Je m'étonne du sang-froid avec lequel l'honorable M. Le Hardy a envisagé une si douloureuse perspective pour notre pays. Sans doute nous pouvons, dans certaines éventualités, être vaincus par des forces supérieures, mais devons-nous nous résigner d'avance à cette extrémité et serait-il digne d'une nation de se livrer elle-même désarmée à l'ambition de ses voisins ? Si, ce qu'à Dieu ne plaise, nous sommes un jour envahis, et que l'armée envahissante triomphe de nos forces et de celles de nos alliés éventuels, la Belgique est perdue, elle disparaît de nouveau de la carte de l'Europe ; nous devenons Français, Allemands, Anglais ou Néerlandais, ou bien encore, la paix se fait à nos dépens, les belligérants se partagent nos provinces, comme on partage un butin ; nous serons alors une seconde Pologne, impuissante à tout jamais peut-être, comme la première, à recouvrer sa nationalité.
Voilà le sort qui attend la Belgique, envahie et conquise. Et ce sort nous le connaissons. La Belgique, disait une voix éloquente au Congrès, a été sacrifiée par ceux qui la gouvernaient quand elle ne l'était pas par l'étranger. Les traités de Munster, des Pyrénées, d'Aix-la-Chapelle, de Nimègue, d'Utrecht et de la Barrière sont autant de monuments d'iniquité que nous n'eussions pas soufferts, on peut le croire, si la Belgique avait eu un gouvernement national s'appuyant sur une force nationale, effective et résolue.

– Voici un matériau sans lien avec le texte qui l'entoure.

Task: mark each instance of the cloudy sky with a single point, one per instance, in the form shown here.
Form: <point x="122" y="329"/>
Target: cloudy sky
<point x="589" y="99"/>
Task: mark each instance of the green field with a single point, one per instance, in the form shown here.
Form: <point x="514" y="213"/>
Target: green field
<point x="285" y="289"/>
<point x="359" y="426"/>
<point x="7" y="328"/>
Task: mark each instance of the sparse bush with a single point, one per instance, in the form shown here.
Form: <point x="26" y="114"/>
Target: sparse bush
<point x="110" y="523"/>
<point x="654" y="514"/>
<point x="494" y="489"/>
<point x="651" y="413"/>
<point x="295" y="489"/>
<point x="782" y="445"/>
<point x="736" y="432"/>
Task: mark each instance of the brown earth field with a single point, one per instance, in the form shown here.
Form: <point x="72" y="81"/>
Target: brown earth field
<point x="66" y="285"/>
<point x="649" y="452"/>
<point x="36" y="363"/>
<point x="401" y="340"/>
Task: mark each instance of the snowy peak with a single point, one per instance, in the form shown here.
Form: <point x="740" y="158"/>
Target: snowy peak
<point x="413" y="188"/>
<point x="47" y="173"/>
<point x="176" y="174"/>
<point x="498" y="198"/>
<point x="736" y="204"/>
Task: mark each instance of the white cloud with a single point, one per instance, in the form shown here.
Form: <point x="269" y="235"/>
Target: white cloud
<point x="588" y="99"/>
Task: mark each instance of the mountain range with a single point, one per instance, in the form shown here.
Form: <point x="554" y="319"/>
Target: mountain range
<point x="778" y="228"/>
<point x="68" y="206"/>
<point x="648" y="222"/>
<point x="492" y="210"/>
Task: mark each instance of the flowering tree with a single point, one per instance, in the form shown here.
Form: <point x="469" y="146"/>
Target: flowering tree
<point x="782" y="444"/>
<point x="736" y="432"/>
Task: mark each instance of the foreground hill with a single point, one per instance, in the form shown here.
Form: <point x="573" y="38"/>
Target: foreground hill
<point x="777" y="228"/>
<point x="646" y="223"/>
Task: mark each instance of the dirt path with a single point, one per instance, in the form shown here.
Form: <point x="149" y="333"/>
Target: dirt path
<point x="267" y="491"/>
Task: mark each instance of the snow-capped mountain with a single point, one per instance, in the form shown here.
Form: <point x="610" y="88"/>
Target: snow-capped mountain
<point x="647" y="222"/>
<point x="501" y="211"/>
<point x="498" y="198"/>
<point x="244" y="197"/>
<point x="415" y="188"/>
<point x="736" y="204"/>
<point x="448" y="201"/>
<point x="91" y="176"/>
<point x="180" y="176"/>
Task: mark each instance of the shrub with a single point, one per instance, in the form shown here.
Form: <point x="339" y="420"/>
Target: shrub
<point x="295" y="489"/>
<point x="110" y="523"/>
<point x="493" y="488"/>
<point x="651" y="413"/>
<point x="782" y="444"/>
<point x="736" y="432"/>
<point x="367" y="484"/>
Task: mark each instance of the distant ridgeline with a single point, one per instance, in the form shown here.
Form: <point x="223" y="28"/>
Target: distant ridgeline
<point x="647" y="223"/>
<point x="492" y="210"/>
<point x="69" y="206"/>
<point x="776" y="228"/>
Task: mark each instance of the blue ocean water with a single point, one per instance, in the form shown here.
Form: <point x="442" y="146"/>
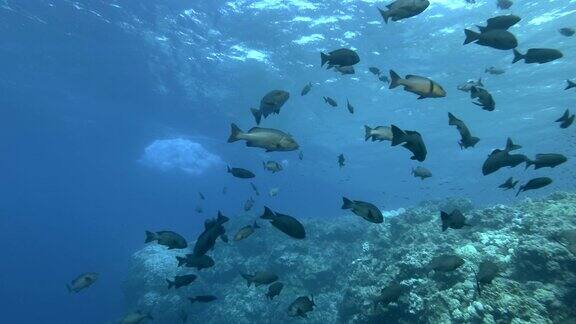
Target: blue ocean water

Mais combien d'autres iniquités que celles de ces traités la Belgique n'eut-elle pas à souffrir sous la domination de l'étranger ? Ce ne serait rien de ces biens moraux les plus précieux entre tous pour nous et que l'indépendance seule nous garantit ; car c'est à l'intérêt matériel, personnel et égoïste que s'adressent ceux qui, au dehors de cette Chambre, cherchent à formuler le mécontentement public par leurs déclamations antimilitaristes.
Eh bien, que l'on compare nos charges actuelles avec les sacrifices en hommes et en argent qu'aurait à supporter la Belgique si elle appartenait à l'une des puissances voisines.

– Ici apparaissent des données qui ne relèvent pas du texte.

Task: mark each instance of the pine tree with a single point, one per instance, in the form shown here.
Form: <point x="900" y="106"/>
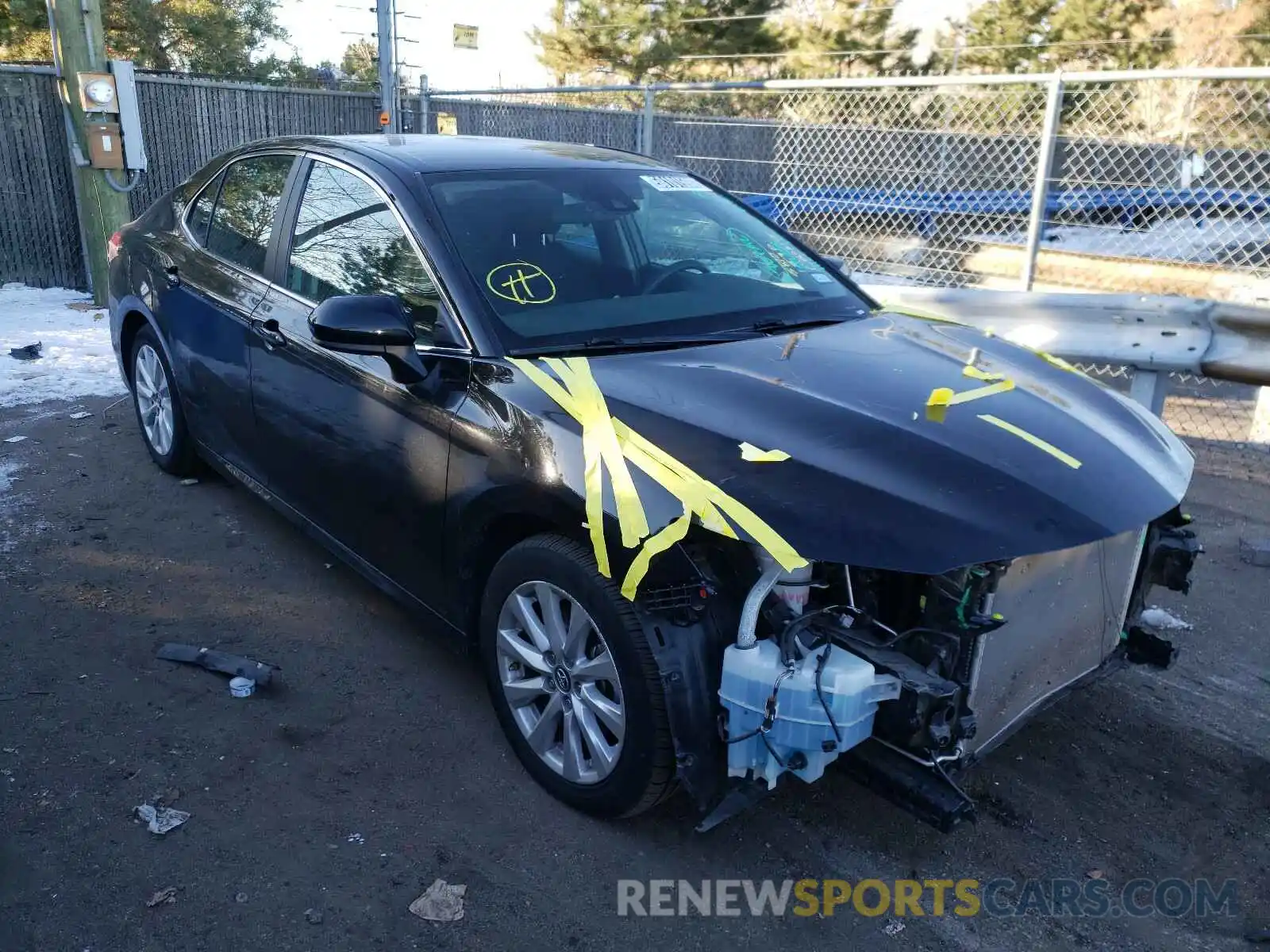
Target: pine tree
<point x="361" y="63"/>
<point x="819" y="33"/>
<point x="607" y="40"/>
<point x="732" y="29"/>
<point x="194" y="36"/>
<point x="639" y="42"/>
<point x="1105" y="35"/>
<point x="1005" y="36"/>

Je ne reproduirai pas ici, messieurs, les chiffres si éloquents que nous ont fournis M. le ministre de la guerre et l'honorable M. Thonissen. Quelques-uns de ces chiffres ont été contestés par l'honorable M. Vermeire et je n'ai pas eu le temps d'en vérifier moi-même l'exactitude, mais en supposant qu'ils ne soient pas tous parfaitement exacts, il n'est pas moins certain que les charges militaires sont, dans tous les pays qui nous entourent, hors de toute proportion avec les nôtres, de même qu'il n'est pas contestable que les impôts sont beaucoup plus lourds dans ces pays que chez nous.
L'honorable M. Van Overloop a relevé l'autre jour une de ces exagérations de langage employées depuis quelque temps pour qualifier le tirage au sort.
L'honorable membre a fait justice en quelques mots pleins de bon sens de ce prétendu impôt du sang dans un pays perpétuellement neutre comme le nôtre.
Qu'est-ce, en effet, que cet impôt du sang pendant la paix et dans un pays neutre, alors qu'en temps de guerre la jeunesse entière doit son sang au pays ? Le tirage au sort pour la milice ne blesse pas plus les lois de la justice et de l'égalité que toutes les autres charges que les besoins généraux de la société nous imposent. Nos lois et nos règlements communaux mêmes imposent des obligations diverses aux citoyens que les uns font par eux-mêmes et que les autres font faire par des tiers à prix d'argent.
Il ne s'agit là, sans doute, que de charges peu onéreuses comparativement à celle de la milice, mais au point de vue des principes le devoir est le même, et la faculté de s'en exonérer ne blesse pas plus l'égalité dans un cas que dans l'autre.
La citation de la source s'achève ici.